Krupicka ha tagliato il traguardo per primo, seguito dal messicano Ricardo Mejia e dal tedesco Helmut Schiessl. Tra le donne invece, la Pichrtova ha avuto la meglio sulla connazionale Michaela Mertova e sulla britannica Angela Mudge. Nessun italiano sul podio, quindi, anche se molti sono entrati nella top ten: il friulano Fulvio Dapit e il lecchese Nicola Golinelli per gli uomini, le lecchesi Maria Luisa Riva e Giuliana Arrigoni e la locale Raffaella tra le donne.

Gli atleti sono partiti da Lanzada, 982 metri in Valmalenco, ieri mattina all’alba. Ma in quota le condizioni sono peggiorate al tal punto che per motivi di sicurezza l’organizzazione ha deviato il percorso degli atleti a circa duemila metri, all’altezza di Alpe Campagneda. Come traguardo è stato considerato l’arrivo all’Alpe Franscia, 1750 metri, dove dei bus navetta hanno raccolto i corridori per portarli a Poschiavo.

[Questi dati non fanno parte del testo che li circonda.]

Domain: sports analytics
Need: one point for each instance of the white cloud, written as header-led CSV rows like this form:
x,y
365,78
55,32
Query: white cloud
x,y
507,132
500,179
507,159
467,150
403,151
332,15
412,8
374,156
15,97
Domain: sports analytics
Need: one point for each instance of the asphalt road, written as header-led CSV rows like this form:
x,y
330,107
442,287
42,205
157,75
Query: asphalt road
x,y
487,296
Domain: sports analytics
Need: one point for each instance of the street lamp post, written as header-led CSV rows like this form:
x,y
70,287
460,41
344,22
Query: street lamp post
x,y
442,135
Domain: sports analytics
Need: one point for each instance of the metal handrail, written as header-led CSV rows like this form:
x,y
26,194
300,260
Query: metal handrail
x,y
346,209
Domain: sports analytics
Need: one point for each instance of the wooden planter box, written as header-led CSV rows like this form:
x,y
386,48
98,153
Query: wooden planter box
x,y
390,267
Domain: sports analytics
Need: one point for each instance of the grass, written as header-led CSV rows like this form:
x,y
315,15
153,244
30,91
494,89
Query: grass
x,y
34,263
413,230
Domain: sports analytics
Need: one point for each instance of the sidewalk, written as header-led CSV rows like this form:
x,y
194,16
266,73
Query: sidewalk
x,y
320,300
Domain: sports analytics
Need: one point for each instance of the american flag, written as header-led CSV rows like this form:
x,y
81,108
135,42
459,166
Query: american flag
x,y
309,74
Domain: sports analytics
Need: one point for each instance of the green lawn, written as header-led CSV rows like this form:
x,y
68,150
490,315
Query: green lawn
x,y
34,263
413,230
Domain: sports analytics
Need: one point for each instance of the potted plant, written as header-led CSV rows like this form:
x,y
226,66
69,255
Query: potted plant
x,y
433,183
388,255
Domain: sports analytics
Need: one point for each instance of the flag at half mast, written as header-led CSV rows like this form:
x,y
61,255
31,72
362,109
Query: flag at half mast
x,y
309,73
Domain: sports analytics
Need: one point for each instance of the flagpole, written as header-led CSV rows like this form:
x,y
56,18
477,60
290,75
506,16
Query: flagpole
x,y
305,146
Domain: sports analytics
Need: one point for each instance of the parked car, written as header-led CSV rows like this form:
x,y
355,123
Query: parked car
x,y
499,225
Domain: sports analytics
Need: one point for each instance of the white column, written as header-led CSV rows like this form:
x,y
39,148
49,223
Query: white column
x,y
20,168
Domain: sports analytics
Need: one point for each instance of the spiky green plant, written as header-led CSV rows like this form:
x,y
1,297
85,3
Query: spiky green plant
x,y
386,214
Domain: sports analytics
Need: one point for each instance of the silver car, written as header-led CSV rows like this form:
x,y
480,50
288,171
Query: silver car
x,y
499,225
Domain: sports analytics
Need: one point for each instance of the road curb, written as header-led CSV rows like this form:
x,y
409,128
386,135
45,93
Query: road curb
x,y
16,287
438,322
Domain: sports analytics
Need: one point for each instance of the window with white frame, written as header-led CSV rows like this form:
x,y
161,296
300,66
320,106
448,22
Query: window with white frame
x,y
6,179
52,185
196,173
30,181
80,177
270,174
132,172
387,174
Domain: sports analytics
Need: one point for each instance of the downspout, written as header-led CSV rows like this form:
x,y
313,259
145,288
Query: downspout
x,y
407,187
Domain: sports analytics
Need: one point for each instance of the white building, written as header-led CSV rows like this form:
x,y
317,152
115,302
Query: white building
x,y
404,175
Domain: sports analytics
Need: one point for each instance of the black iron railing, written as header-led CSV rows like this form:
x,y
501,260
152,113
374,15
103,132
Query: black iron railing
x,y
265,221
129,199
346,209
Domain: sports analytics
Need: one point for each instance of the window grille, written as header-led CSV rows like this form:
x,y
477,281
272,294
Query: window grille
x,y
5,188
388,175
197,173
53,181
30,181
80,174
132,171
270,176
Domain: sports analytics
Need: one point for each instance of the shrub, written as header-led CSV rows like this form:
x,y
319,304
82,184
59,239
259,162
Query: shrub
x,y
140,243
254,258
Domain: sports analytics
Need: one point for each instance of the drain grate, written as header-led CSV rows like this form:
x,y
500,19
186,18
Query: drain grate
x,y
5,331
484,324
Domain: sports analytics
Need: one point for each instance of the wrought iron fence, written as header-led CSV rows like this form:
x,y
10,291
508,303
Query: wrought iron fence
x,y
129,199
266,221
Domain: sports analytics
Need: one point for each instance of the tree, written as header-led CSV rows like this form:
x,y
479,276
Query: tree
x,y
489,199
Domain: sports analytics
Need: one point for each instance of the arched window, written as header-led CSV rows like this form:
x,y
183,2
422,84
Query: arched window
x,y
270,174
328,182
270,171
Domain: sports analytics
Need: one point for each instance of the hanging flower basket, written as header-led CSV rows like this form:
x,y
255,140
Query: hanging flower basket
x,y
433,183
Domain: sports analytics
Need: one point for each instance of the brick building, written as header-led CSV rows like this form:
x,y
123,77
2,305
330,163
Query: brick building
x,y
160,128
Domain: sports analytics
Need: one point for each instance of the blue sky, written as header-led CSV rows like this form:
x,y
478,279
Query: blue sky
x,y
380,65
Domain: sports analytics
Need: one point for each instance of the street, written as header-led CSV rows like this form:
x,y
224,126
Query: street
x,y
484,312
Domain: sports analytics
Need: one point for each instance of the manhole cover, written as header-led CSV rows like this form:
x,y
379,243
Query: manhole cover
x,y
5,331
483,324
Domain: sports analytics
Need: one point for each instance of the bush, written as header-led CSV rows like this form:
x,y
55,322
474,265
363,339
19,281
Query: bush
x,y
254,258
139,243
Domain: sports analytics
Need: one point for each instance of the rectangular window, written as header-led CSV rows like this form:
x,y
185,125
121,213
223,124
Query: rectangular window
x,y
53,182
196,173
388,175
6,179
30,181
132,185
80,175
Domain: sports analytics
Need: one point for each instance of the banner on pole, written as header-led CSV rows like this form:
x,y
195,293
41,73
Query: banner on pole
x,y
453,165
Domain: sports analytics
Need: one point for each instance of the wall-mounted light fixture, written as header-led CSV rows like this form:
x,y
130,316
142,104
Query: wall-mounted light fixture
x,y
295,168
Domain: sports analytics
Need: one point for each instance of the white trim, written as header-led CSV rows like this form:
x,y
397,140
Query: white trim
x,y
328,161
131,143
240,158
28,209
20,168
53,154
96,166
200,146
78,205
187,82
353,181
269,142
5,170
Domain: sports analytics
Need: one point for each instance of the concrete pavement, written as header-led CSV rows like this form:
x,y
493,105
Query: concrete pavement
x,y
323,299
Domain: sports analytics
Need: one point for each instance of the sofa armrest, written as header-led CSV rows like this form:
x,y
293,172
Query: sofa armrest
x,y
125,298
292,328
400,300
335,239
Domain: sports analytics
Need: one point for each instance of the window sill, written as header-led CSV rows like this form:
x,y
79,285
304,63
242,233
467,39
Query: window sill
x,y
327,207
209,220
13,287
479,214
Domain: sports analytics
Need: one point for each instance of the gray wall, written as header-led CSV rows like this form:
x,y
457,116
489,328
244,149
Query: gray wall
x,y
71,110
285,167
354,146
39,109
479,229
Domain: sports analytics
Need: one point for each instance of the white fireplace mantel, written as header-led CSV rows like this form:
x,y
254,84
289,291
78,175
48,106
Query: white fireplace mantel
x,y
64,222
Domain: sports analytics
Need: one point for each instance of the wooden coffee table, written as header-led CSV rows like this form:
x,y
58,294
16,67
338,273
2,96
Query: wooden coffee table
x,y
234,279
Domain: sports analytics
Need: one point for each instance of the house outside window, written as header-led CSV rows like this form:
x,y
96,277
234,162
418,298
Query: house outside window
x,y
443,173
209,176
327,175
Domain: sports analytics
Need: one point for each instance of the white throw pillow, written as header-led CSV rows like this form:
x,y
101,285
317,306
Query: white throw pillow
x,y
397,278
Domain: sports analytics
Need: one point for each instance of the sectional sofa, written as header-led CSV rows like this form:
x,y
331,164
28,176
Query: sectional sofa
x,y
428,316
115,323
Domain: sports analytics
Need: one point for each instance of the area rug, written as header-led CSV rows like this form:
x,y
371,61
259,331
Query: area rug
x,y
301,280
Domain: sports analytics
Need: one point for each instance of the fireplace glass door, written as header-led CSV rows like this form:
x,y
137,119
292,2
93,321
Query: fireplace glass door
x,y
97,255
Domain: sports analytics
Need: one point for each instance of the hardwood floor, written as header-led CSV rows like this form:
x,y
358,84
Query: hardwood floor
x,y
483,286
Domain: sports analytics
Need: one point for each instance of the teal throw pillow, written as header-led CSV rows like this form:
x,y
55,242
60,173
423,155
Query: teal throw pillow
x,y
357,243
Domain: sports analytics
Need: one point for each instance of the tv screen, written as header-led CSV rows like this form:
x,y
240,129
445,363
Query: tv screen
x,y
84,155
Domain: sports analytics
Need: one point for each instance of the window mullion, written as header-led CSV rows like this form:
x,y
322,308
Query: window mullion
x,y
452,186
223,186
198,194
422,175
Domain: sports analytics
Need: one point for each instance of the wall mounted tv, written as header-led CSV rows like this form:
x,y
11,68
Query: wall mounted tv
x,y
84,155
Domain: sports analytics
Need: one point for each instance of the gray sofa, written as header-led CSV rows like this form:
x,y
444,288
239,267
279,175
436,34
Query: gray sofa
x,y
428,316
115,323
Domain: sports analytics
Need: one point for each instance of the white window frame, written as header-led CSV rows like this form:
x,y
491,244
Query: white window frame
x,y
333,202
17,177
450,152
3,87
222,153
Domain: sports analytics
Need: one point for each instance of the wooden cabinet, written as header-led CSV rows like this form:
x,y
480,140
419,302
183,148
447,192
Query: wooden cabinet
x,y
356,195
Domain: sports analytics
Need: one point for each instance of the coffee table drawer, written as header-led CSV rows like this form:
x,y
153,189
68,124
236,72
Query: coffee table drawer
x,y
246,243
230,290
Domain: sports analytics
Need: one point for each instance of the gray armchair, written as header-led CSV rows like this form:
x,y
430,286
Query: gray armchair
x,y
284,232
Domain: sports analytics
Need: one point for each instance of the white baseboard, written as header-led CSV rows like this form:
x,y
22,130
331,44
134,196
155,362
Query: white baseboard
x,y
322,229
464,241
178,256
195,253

“Inizialmente ero preoccupato per la distanza – ha commentato Krupicka a Maurizio Torri -. Sono abituato a gara meno lunghe; invece con il passare dei chilometri sentivo che le gambe giravano e ci ho provato. Quando ci hanno dirottato sul tracciato alternativo non avevo capito quanto mancava. Le indicazioni erano solo in italiano. E’ però andata bene. L’anno prossimo tornerò per farla tutta”.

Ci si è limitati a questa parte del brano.